John menjadi biksu ketika dia baru berusia 7 tahun di Vietnam. Namun, setelah penggulingan pemerintah Vietnam pada tahun 1975, negara tersebut memberlakukan peraturan yang lebih ketat seputar agama yang menghambat kemampuan umat Buddha untuk menjalankan ibadah secara bebas. Pada tahun 1989, dia melarikan diri dari kampung halamannya dengan perahu dan meninggalkan semua yang dia tahu.

“Saya meninggalkan kuil, keluarga saya, dan negara saya,” kenangnya, dengan air mata berlinang. “Saya berpikir, ‘Kita tidak bisa kembali ke Vietnam, saya akan membawanya – kuil dan budayanya.’

Namun mimpi ini akan memakan waktu sekitar 30 tahun untuk menjadi kenyataan. Dia berkeliling dunia ke Hong Kong, Filipina, dan kemudian Kanada. Dia akhirnya datang ke Amerika Serikat pada tahun 1996 dan menetap di San Jose setelah mengunjungi negara tersebut untuk berbagi budaya Vietnam dan ajaran Buddha.

Pada tahun 2000, ia mendirikan komunitas Buddha Lee Kuan di San Jose, namun tidak memiliki lahan untuk membangun kuil. Baru beberapa tahun kemudian—dalam perjalanan ke Gilroy—dia melihat ruang terbuka lebar di sekitar Morgan Hill. Pada tahun 2009, ia membeli sebidang tanah pertanian terbengkalai dengan bantuan sebuah badan amal.

“Itu semua sampah,” kenangnya. Tanahnya dipenuhi tumpukan sampah, puing-puing setinggi beberapa kaki, dan rumah kaca yang hancur. Beberapa orang yang awalnya mendukung visinya merasa skeptis bahwa dia dapat mengubah kekacauan menjadi kuil yang mereka harapkan.

Tapi John bertekad. “Tidak ada tanah, tidak ada teratai,” katanya, mengingat ajaran biksu Thich Nhat Hanh bahwa penderitaan – atau dalam hal ini, sampah – dapat diubah menjadi kegembiraan dan keindahan.

Yang terjadi selanjutnya adalah kisah 15 tahun di mana ia dan sekelompok sukarelawan berangkat untuk merebut kembali tanah tersebut, mengubah gudang menjadi bangunan kuil, membawa pepohonan untuk taman, dan melakukan perjalanan ke Tiongkok untuk membuat patung. Mereka menemukan bahan bangunan daur ulang dapat menekan biaya, dan John bahkan belajar mengoperasikan alat berat sehingga dia dapat berpartisipasi secara pribadi dalam pembangunan.

Proyek ini juga memerlukan manuver birokrasi selama hampir satu dekade yang melibatkan Morgan Hill, Santa Clara County, dan badan pengawas yang tidak dikenal bernama LAFCO untuk mendapatkan izin membangun kuil di lahan pertanian.

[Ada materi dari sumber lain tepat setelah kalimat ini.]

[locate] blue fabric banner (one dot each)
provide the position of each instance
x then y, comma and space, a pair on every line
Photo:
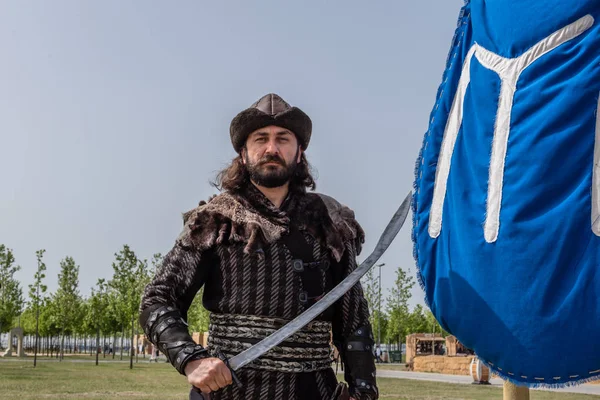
507, 190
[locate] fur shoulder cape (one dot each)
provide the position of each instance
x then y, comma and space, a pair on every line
231, 218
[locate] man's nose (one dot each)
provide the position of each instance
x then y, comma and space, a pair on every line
272, 147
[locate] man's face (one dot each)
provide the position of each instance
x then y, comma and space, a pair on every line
271, 156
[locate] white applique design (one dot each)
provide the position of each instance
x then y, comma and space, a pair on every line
509, 71
596, 177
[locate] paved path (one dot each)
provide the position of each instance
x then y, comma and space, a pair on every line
467, 380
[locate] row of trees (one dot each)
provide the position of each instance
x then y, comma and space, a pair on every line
110, 310
112, 307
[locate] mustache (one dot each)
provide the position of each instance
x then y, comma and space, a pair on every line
271, 158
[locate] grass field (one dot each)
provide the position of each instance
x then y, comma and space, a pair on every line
77, 379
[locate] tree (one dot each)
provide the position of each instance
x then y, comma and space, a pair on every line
397, 307
11, 293
370, 286
67, 298
37, 295
95, 318
129, 279
433, 325
198, 316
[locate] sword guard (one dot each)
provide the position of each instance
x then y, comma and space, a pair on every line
223, 358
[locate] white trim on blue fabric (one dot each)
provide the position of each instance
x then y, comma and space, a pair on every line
509, 71
596, 177
444, 159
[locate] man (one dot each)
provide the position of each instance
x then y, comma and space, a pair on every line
378, 354
265, 250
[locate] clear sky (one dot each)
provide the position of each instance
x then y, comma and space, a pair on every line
114, 115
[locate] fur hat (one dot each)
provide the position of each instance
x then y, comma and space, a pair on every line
270, 110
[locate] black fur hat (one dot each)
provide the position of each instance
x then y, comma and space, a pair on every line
270, 110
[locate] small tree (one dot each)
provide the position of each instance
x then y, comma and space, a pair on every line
67, 298
397, 307
11, 293
37, 296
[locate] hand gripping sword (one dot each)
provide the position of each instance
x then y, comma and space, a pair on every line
247, 356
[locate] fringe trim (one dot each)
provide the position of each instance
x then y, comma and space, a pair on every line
512, 378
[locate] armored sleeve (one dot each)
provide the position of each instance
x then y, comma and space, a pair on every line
166, 300
352, 334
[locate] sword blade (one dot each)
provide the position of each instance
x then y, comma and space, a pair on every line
388, 235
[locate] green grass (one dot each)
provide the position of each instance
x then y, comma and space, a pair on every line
84, 380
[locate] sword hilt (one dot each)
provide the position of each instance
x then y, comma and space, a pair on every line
223, 358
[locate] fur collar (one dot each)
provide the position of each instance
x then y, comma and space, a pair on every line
249, 217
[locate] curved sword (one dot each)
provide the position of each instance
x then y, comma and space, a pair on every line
260, 348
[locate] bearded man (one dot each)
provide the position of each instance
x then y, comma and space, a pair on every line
265, 250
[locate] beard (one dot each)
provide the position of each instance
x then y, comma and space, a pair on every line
271, 176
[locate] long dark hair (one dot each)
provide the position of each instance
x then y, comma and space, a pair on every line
235, 177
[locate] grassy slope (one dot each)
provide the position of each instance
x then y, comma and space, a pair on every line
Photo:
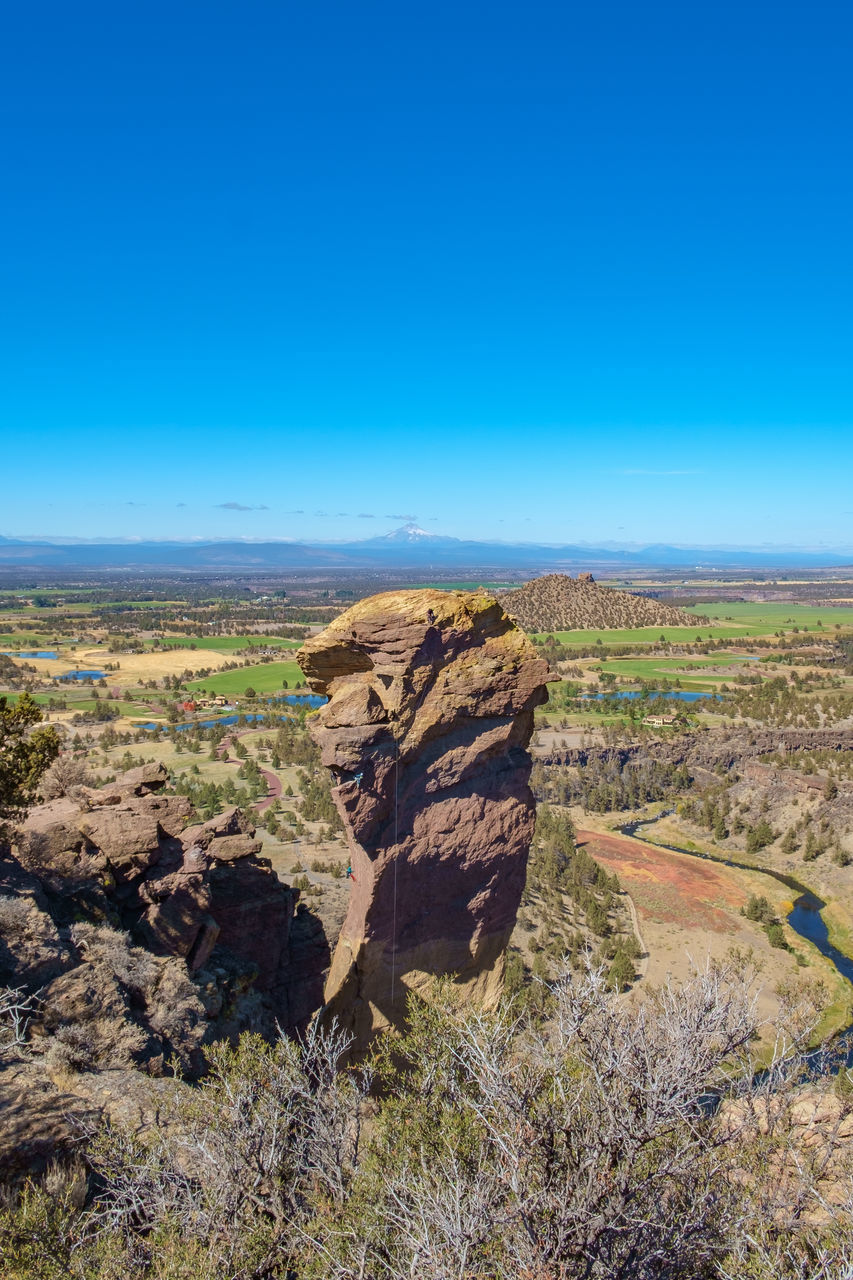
265, 679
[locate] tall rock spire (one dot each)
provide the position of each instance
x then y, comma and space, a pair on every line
425, 732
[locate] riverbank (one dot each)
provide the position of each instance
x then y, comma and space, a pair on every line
817, 931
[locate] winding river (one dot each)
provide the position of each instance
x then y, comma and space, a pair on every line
804, 917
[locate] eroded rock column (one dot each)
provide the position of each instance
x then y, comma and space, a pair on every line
425, 732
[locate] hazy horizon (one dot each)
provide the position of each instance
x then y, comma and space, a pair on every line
538, 275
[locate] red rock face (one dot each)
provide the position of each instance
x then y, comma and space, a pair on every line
425, 732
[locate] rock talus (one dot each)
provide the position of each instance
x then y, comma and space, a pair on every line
425, 732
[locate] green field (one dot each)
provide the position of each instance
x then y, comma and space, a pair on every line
227, 644
730, 621
459, 586
644, 635
689, 671
774, 616
265, 679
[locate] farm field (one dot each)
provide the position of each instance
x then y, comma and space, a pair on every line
689, 909
265, 679
775, 615
699, 672
757, 622
228, 644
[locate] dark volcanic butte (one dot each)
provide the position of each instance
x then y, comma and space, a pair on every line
425, 732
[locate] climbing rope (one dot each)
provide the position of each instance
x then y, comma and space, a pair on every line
393, 933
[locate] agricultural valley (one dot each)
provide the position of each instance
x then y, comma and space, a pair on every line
692, 769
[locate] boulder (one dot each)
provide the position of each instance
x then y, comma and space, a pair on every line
425, 732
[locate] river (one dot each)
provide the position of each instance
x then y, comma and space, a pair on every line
804, 919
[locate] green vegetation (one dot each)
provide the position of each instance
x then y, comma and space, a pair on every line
772, 615
26, 752
227, 644
265, 679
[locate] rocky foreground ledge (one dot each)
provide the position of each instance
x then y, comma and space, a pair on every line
425, 732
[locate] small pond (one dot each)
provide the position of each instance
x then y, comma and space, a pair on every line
313, 700
30, 653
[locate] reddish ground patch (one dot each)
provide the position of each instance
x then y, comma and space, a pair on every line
670, 888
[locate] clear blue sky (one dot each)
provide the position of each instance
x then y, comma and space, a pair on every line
543, 270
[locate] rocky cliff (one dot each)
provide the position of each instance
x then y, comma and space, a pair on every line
425, 732
146, 937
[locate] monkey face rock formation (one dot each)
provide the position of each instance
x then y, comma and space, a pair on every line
425, 732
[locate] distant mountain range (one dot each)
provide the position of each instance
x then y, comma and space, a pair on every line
407, 547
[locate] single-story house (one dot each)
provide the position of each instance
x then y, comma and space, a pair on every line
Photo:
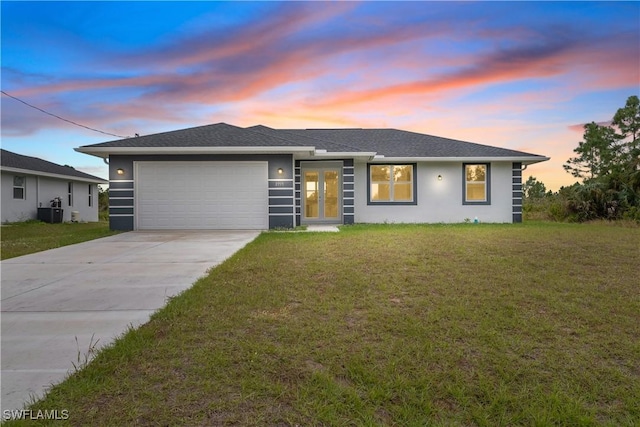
29, 183
224, 177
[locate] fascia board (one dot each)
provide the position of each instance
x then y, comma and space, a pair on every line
105, 152
524, 159
53, 175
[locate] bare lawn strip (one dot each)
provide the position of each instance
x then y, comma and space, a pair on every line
530, 324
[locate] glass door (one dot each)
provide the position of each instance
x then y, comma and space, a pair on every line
321, 195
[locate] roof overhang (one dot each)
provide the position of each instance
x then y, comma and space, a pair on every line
105, 152
53, 175
330, 155
525, 160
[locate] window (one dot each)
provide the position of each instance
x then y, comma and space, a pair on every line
477, 185
70, 191
19, 183
392, 184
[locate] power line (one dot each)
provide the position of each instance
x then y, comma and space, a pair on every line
61, 118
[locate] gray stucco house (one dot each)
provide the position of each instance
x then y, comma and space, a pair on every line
29, 183
225, 177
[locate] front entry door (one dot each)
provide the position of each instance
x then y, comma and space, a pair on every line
321, 195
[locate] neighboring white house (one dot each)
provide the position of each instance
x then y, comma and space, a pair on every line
224, 177
29, 183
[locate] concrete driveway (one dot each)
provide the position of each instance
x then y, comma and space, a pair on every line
58, 302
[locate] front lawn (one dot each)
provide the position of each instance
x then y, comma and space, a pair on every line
530, 324
23, 238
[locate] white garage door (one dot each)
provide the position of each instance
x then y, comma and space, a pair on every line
201, 195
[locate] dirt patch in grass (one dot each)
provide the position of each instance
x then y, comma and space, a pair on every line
532, 324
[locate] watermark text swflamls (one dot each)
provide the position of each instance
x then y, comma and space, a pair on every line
28, 414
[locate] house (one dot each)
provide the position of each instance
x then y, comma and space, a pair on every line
29, 183
224, 177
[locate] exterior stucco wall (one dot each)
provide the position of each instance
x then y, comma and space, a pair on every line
439, 201
39, 191
14, 210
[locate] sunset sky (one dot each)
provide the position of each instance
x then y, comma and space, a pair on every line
519, 75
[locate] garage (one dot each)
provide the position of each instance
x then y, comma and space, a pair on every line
201, 195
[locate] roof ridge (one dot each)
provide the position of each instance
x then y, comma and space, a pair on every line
356, 149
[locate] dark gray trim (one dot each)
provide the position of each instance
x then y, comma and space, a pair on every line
464, 185
121, 223
414, 202
281, 184
281, 209
280, 221
121, 185
120, 202
286, 201
114, 210
516, 191
120, 193
286, 192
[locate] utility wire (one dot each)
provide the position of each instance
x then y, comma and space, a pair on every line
61, 118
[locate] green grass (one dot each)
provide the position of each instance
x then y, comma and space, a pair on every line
488, 325
25, 238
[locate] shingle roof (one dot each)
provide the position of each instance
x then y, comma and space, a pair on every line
299, 137
9, 159
216, 135
401, 143
387, 142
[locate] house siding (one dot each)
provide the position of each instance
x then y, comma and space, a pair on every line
439, 201
40, 190
122, 187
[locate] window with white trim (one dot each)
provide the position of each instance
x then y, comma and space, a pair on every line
477, 185
392, 184
70, 193
19, 187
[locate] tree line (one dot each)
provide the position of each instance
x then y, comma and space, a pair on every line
607, 161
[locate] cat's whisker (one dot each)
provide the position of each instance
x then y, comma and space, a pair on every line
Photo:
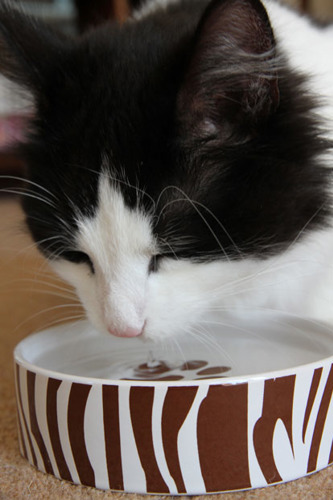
64, 319
60, 307
208, 340
28, 181
20, 192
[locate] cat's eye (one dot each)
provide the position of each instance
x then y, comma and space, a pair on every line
78, 257
154, 264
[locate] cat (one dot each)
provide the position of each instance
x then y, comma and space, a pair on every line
180, 165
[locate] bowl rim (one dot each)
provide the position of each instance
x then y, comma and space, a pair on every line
225, 380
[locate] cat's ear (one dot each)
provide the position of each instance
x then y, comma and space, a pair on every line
230, 85
29, 50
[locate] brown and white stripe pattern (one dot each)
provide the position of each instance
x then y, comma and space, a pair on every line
177, 439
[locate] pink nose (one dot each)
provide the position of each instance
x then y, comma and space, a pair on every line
126, 332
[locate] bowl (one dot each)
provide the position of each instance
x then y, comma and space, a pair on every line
238, 406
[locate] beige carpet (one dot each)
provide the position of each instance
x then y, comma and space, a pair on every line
29, 300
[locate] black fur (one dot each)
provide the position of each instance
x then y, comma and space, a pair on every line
235, 174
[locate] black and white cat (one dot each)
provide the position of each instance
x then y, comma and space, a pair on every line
180, 165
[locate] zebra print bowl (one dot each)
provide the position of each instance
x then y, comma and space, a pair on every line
250, 406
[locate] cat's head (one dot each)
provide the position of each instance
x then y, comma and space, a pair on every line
164, 157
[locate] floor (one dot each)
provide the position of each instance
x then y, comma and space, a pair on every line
31, 298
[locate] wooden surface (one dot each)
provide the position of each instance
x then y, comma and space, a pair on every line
31, 298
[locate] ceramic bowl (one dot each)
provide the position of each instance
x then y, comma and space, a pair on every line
240, 406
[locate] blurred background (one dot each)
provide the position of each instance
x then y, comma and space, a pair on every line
75, 17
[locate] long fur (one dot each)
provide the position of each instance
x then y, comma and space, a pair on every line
182, 162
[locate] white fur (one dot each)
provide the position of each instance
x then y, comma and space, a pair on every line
181, 295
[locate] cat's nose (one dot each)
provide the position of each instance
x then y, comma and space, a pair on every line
126, 332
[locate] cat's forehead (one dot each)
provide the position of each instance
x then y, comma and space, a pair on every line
114, 231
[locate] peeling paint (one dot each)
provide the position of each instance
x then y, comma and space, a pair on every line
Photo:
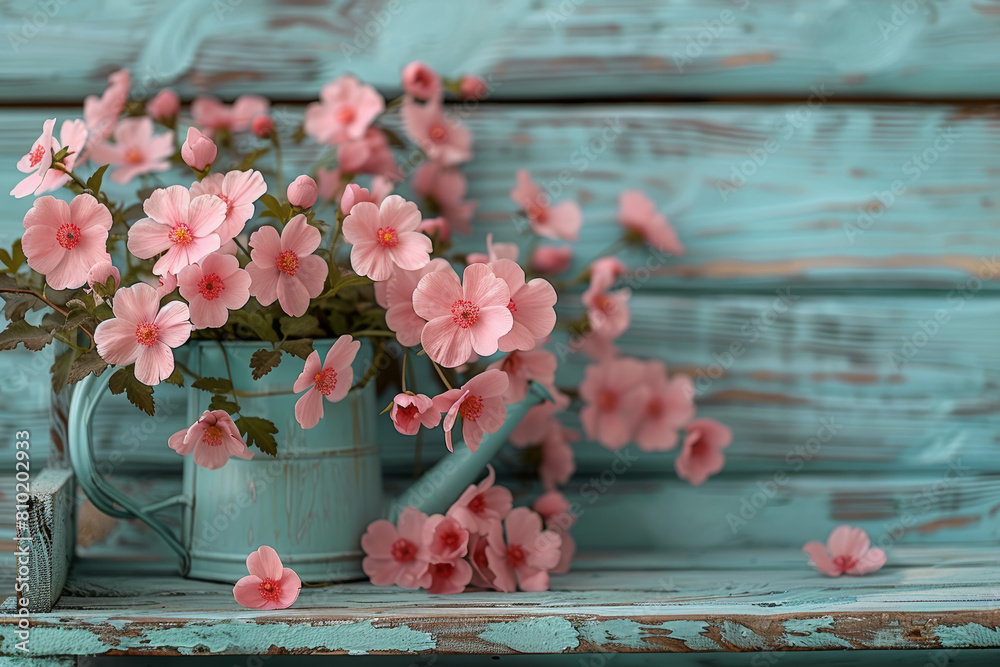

Pada upacara pembukaan, ada tarian dan musik, peragaan pencak silat, tabuhan genderang, nyanyian dan doa, dan banyak keceriaan.

“Saat tumbuh dewasa, kuil ini merupakan landasan budaya Vietnam, makanan Vietnam, teman-teman Vietnam,” kata Hoi Le dari San Jose. “Ini sangat istimewa.”

“Anda tahu, saya bangga berada di sini dan melihat apa yang dia bawa ke Amerika,” kata Dieu Han, yang melakukan perjalanan dari San Diego. “Anak-anak kami di mana pun bisa pergi ke kuil dan belajar tentang agama Buddha dan budaya Vietnam.”

Selain menjadi batu ujian budaya bagi komunitas Buddha di Vietnam, Chon dan rekan-rekannya berharap kuil dan taman tersebut dapat menjadi tempat bagi orang Amerika untuk belajar lebih banyak tentang budaya dan agama di luar budaya mereka. Mereka berharap semua lapisan masyarakat dapat menemukan tempat “kedamaian, ketenangan dan perlindungan”, dengan tujuan menawarkan kuil Buddha dan ruang terbuka untuk meditasi dalam beberapa bulan mendatang.

Bagi Tanya Tran dari Saratoga, kompleks ini cocok untuk meditasi, yang sangat penting dalam praktik Buddhisnya.

“Ini merupakan kemajuan besar bagi komunitas kami. Saya sangat bangga,” katanya.